I acknowledge that a full restructure of transit service in Seattle would be a difficult undertaking. Planning the routes, and checking that they are aligned with the number of in-service hours, is just the first step. There are operating costs (but also potential cost savings) that don’t map directly to in-service hours. There are matters of vehicle capacity that need to be analyzed and addressed. That shouldn’t preclude taking action when there is a lot to be gained by rethinking transit in Seattle. King County Metro doesn’t have a way to submit unsolicited proposals, like some transit agencies do, so I’ve shared my full plans using Twitter and its haveasay@kingcounty.gov email address. This is where I’ve hit a wall; my proposal has elicited no response.

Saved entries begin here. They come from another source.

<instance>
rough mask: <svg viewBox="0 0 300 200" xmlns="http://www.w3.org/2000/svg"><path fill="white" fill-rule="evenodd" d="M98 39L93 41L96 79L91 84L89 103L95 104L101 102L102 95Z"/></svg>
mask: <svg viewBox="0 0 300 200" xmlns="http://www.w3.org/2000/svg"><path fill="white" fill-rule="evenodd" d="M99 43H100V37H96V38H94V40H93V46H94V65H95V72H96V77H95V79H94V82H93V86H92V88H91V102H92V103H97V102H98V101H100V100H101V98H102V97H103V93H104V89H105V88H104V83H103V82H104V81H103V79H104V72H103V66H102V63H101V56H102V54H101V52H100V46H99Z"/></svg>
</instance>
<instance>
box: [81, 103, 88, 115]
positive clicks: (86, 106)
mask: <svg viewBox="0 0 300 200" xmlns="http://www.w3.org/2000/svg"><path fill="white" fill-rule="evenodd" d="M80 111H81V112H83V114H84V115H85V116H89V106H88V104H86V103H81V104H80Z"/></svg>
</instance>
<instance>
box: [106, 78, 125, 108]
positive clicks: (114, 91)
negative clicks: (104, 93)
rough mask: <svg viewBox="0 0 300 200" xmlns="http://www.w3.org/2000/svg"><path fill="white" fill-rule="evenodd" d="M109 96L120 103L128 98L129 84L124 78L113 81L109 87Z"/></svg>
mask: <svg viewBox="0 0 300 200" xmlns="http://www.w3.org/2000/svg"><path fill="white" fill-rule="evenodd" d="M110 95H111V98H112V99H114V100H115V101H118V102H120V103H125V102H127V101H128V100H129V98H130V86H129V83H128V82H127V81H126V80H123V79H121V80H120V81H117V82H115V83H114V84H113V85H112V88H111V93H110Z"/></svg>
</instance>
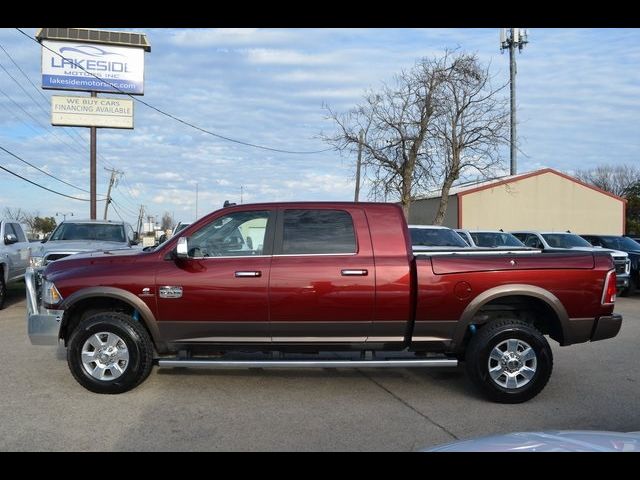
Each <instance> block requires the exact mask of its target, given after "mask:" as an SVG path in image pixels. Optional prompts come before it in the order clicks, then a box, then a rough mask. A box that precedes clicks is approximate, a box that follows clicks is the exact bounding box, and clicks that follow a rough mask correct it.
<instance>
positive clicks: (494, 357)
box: [488, 338, 538, 389]
mask: <svg viewBox="0 0 640 480" xmlns="http://www.w3.org/2000/svg"><path fill="white" fill-rule="evenodd" d="M537 365H538V359H537V357H536V352H535V351H534V350H533V348H531V346H530V345H529V344H528V343H527V342H524V341H522V340H519V339H516V338H509V339H507V340H504V341H503V342H500V343H499V344H498V345H496V346H495V347H494V348H493V350H491V354H490V355H489V362H488V367H489V375H490V376H491V379H492V380H493V381H494V382H495V383H496V384H498V385H500V386H501V387H503V388H507V389H515V388H520V387H523V386H525V385H526V384H527V383H529V382H530V381H531V379H532V378H533V376H534V375H535V373H536V368H537Z"/></svg>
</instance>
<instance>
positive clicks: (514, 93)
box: [500, 28, 529, 175]
mask: <svg viewBox="0 0 640 480" xmlns="http://www.w3.org/2000/svg"><path fill="white" fill-rule="evenodd" d="M528 36H529V32H527V30H526V29H524V28H509V29H507V28H501V29H500V50H501V51H504V50H507V49H508V50H509V77H510V80H509V83H510V85H511V170H510V174H511V175H515V174H516V173H517V162H516V139H517V137H516V56H515V51H516V47H517V48H518V50H519V51H520V52H522V47H524V46H525V45H526V44H527V43H529V39H528Z"/></svg>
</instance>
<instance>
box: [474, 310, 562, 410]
mask: <svg viewBox="0 0 640 480" xmlns="http://www.w3.org/2000/svg"><path fill="white" fill-rule="evenodd" d="M466 369H467V373H468V374H469V377H470V378H471V381H472V382H473V383H474V384H475V385H476V386H477V387H478V388H479V389H480V390H481V391H482V392H483V393H484V394H485V395H486V396H487V397H488V398H489V399H491V400H493V401H494V402H499V403H521V402H526V401H527V400H529V399H531V398H533V397H535V396H536V395H537V394H538V393H540V392H541V391H542V389H543V388H544V387H545V385H546V384H547V382H548V381H549V377H550V376H551V371H552V369H553V354H552V352H551V347H550V346H549V343H548V342H547V340H546V339H545V338H544V335H542V333H540V332H539V331H538V330H537V329H536V328H535V327H534V326H533V325H531V324H529V323H526V322H523V321H521V320H516V319H505V320H497V321H493V322H491V323H489V324H488V325H486V326H484V327H482V328H481V329H480V331H479V332H478V333H477V334H476V335H475V336H473V337H472V338H471V340H470V342H469V345H468V347H467V353H466Z"/></svg>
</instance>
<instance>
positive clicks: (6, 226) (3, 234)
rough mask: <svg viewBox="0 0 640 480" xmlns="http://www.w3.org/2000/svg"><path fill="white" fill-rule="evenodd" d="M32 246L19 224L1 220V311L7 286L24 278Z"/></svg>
mask: <svg viewBox="0 0 640 480" xmlns="http://www.w3.org/2000/svg"><path fill="white" fill-rule="evenodd" d="M30 253H31V244H30V243H29V241H28V240H27V236H26V235H25V234H24V231H23V230H22V226H21V225H20V224H19V223H18V222H14V221H12V220H0V309H2V307H4V301H5V299H6V297H7V284H9V283H13V282H18V281H20V280H22V279H23V278H24V274H25V271H26V270H27V267H28V266H29V255H30Z"/></svg>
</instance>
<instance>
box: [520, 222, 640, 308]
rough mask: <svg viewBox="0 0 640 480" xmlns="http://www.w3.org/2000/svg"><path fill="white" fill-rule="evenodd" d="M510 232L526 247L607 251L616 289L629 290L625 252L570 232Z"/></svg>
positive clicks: (593, 251) (625, 290)
mask: <svg viewBox="0 0 640 480" xmlns="http://www.w3.org/2000/svg"><path fill="white" fill-rule="evenodd" d="M511 233H512V234H513V235H514V236H515V237H516V238H518V240H520V241H521V242H522V243H524V244H525V245H526V246H527V247H533V248H540V249H542V250H543V251H553V250H565V249H571V250H583V251H586V252H609V253H610V254H611V256H612V257H613V263H614V264H615V268H616V277H617V282H616V286H617V287H618V291H619V292H620V295H621V296H625V295H627V293H628V291H629V277H630V275H629V273H630V271H631V261H630V260H629V255H628V254H627V252H621V251H620V250H613V249H610V248H600V247H594V246H593V245H591V244H590V243H589V242H587V241H586V240H585V239H584V238H582V237H581V236H579V235H576V234H575V233H571V232H532V231H518V232H511Z"/></svg>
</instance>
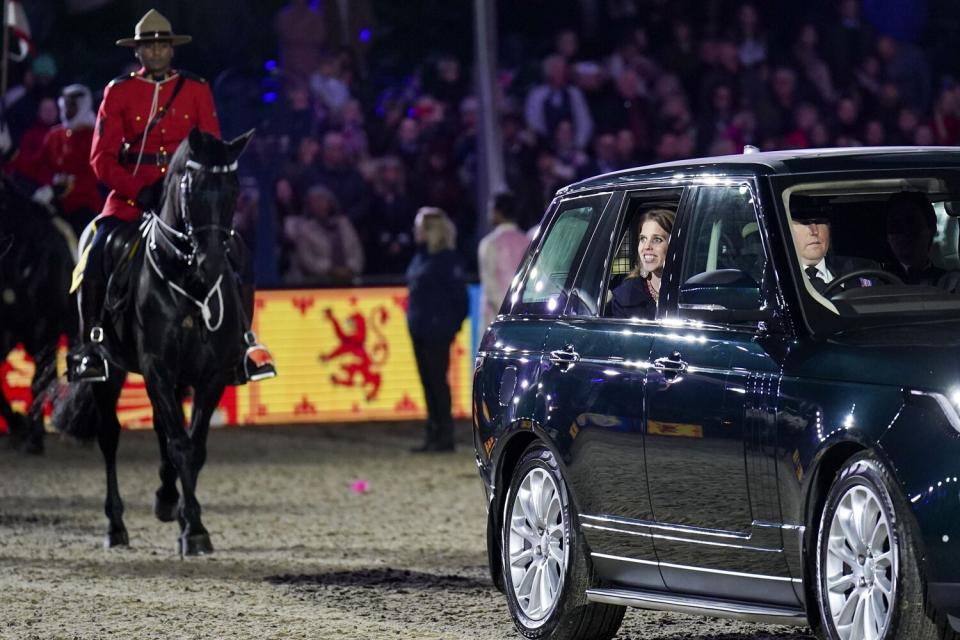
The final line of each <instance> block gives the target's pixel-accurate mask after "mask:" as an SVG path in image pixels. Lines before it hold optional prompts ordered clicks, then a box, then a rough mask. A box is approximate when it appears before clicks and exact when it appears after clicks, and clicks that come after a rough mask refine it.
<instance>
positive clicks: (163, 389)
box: [144, 359, 213, 555]
mask: <svg viewBox="0 0 960 640" xmlns="http://www.w3.org/2000/svg"><path fill="white" fill-rule="evenodd" d="M144 378H145V380H146V384H147V394H148V395H149V396H150V402H151V403H152V404H153V419H154V428H155V429H157V430H159V431H160V432H161V433H162V434H163V437H164V438H165V439H166V442H167V456H168V458H169V460H170V464H171V465H173V468H174V469H175V470H176V472H177V477H178V478H179V480H180V490H181V496H180V505H179V513H178V514H177V515H178V520H179V521H180V536H179V538H178V541H177V549H178V550H179V552H180V555H202V554H205V553H212V552H213V545H212V544H211V543H210V534H208V533H207V530H206V529H205V528H204V526H203V522H202V521H201V519H200V503H199V502H197V497H196V491H195V489H196V482H195V477H194V474H193V471H192V470H193V468H194V466H195V464H196V462H195V458H196V454H195V451H194V446H193V442H192V441H191V439H190V436H189V435H188V434H187V430H186V429H185V428H184V425H183V407H182V406H181V405H180V403H179V402H178V401H177V393H176V386H175V385H174V384H173V381H172V380H170V377H169V374H168V373H167V371H166V367H165V365H164V364H163V363H162V362H160V361H159V360H158V359H152V361H150V362H149V363H148V366H146V367H144Z"/></svg>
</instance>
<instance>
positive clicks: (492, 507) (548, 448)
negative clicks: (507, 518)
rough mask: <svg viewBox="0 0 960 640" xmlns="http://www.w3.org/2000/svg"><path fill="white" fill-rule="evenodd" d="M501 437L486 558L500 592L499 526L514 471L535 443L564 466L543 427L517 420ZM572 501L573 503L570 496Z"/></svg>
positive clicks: (499, 558) (489, 511) (488, 532)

This could be an innocent oversight, but I see issues with the direction of Metro, and the political officials who oversee it, that make the lack of attention an unsurprising extension of a troubling trend. Metro’s plans for the Lynnwood Link extension involve making some currently-frequent routes infrequent. Metro continues to invest in Via’s microtransit service instead of running frequent, east-west service in the Rainier Valley to connect to Link stations. County Executive Dow Constantine has promoted a Link station at the site of a former King County administration building that is too far from existing stations to create good transfers, but too close to serve new destinations. Metro’s greatest ambition appears to be a risky push for an all-electric bus fleet. None of these advance the fundamental goal of public transit: to help people get to all the places that they want to go.

Advocacy is not a natural activity for me. I want to believe that an idea, researched and presented well, will generate enthusiastic follow-up on merit alone, but I’m not naive enough to think that that’s guaranteed. I grudgingly accept that what moves organizations to act is often a proposal with widespread, vocal popularity. It doesn’t take special expertise in transit to find the merit in an idea that makes more of the city available to riders more of the time, in a cost-neutral way. Implementing this restructure would be a complicated project, but with some pressure from a broader community, I think King County could do it. I hope that the transit riders of Seattle can see what I’ve seen, and also refuse to accept their transit network in its current form.